Practical tip: L2 and angular (or L2 on normalized vectors for cosine) are metrics; use one of them for best index compatibility and pruning.

Which functions are metrics

L2, L1, and angular distance are metrics. Cosine similarity is not a distance (it’s a similarity; 1 − cosine is not a metric because it can violate the triangle inequality). The dot product is neither a metric nor bounded. Graph-based ANN algorithms like HNSW rely on the triangle inequality to prune paths during search; they are designed for metric distances.

Using a non-metric “distance” can still work for nearest-neighbor ranking but may weaken theoretical guarantees of the index. Practical tip: when in doubt, use L2 or cosine (via normalized + dot product); both are well supported and either is a true metric (L2) or is implemented as one (angular/L2 on unit vectors). See Hamming distance for binary vectors for another common metric.

Choosing and implementing distance

When implementing or choosing a distance function, check whether your index assumes a metric. If it does, prefer L2 or angular distance (or the index’s native metric). If you use cosine, many systems convert it to angular distance or to L2 on normalized vectors so that the index sees a proper metric while you reason in terms of similarity.

Trade-off: metric distances enable efficient pruning and have clear semantics; non-metric similarities (e.g. raw dot product on unnormalized vectors) can still rank correctly but may not integrate well with graph or tree indexes that assume the triangle inequality. For custom or non-standard metrics, custom distance functions: are they supported describes engine support and workarounds.

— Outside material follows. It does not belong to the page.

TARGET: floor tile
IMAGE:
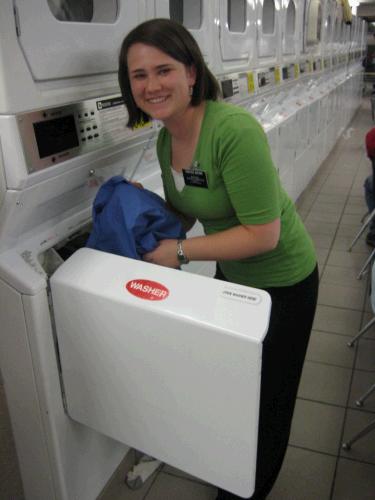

Pipeline summary: when creating a collection, pick a built-in metric (L2, cosine/IP, L1) so the index can exploit the triangle inequality. If you need a non-metric similarity, pre-transform vectors so that L2 in the transformed space matches your notion, or use a two-stage pipeline (ANN with a metric, then re-rank with your function). Mathematical properties of a metric space underpin why L2, L1, angular, and Hamming are safe choices for graph and tree indexes.

Frequently Asked Questions

What is the triangle inequality?

d(x, z) ≤ d(x, y) + d(y, z). The direct distance between two points is at most the distance via any third point. Used by ANN to prune search.

Is cosine similarity a metric?

No. It’s a similarity (higher = closer). 1 − cosine is not a metric either (can violate triangle inequality). Angular distance (angle in radians) is a metric.

Why do ANN indexes care about metrics?

Graph and tree indexes use the triangle inequality to bound distances and skip branches. Non-metric “distances” can break those guarantees and hurt recall or correctness.

Is Hamming distance a metric?

Yes. Non-negative, zero iff equal, symmetric, and satisfies the triangle inequality. See Hamming distance for binary vectors.